In September, 2008, that’s exactly what happened to American International Group. It sold CDSs without hedging against the possibility that the bonds might decline in value, exposing itself to potential losses in excess of $100 billion.
You may have heard something about the federal bailout paid to keep it afloat.
Swimming Naked
The tide went out, and we saw that AIG was swimming naked. This giant insurance company granted a type of unregulated insurance without having the money to pay those from whom they collected premiums.
They were an insurance company who couldn’t pay up when the going got bad.
Disbelief
In the 1990’s, I was teaching a Security Analysis class at UCLA, and one of my students asked me to explain why neighboring Orange County was going bankrupt. Another student said, “This is too complicated for us. I’ve listened to the news. It’s very confusing.”
Asking him to allow me to attempt an explanation, I asked him if he understood it when I was finished. “That’s it?” he asked after hearing the explanation.
This has been an admittedly simplified explanation, but basically, that’s it. That’s what happened with Credit Default Swaps.
They were big bets with nothing to back them up – rolling the dice at the casino without the money to pay when they “crapped out.”
If we did this, we’d go to jail.
Why, then, did the Federal government bail out this company?
Is AIG too big to fail?
Yes. If AIG were to fail, it would cause not just nationwide, but worldwide financial panic. So many countries, businesses and human beings had money tied up in this insurance giant that the alternative of letting this giant zombie die would be financially ruinous on a global scale.
Now What?
Obviously, had there been oversight, this problem would not have grown to the proportions it had. So regulation is a big part of the answer.

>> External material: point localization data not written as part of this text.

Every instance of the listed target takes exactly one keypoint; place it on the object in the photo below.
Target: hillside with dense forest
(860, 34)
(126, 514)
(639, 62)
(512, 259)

Insurance companies are state regulated, too. Every state has slightly different rules. That makes for confusion in oversight, especially with an enormous company like AIG.
And, speaking of enormous, perhaps it’s time to consider whether to allow a company to grow to a size that’s too big to fail.
You can write to your Senators and Representatives and tell them what you think. This may be just the perfect time to do that very thing.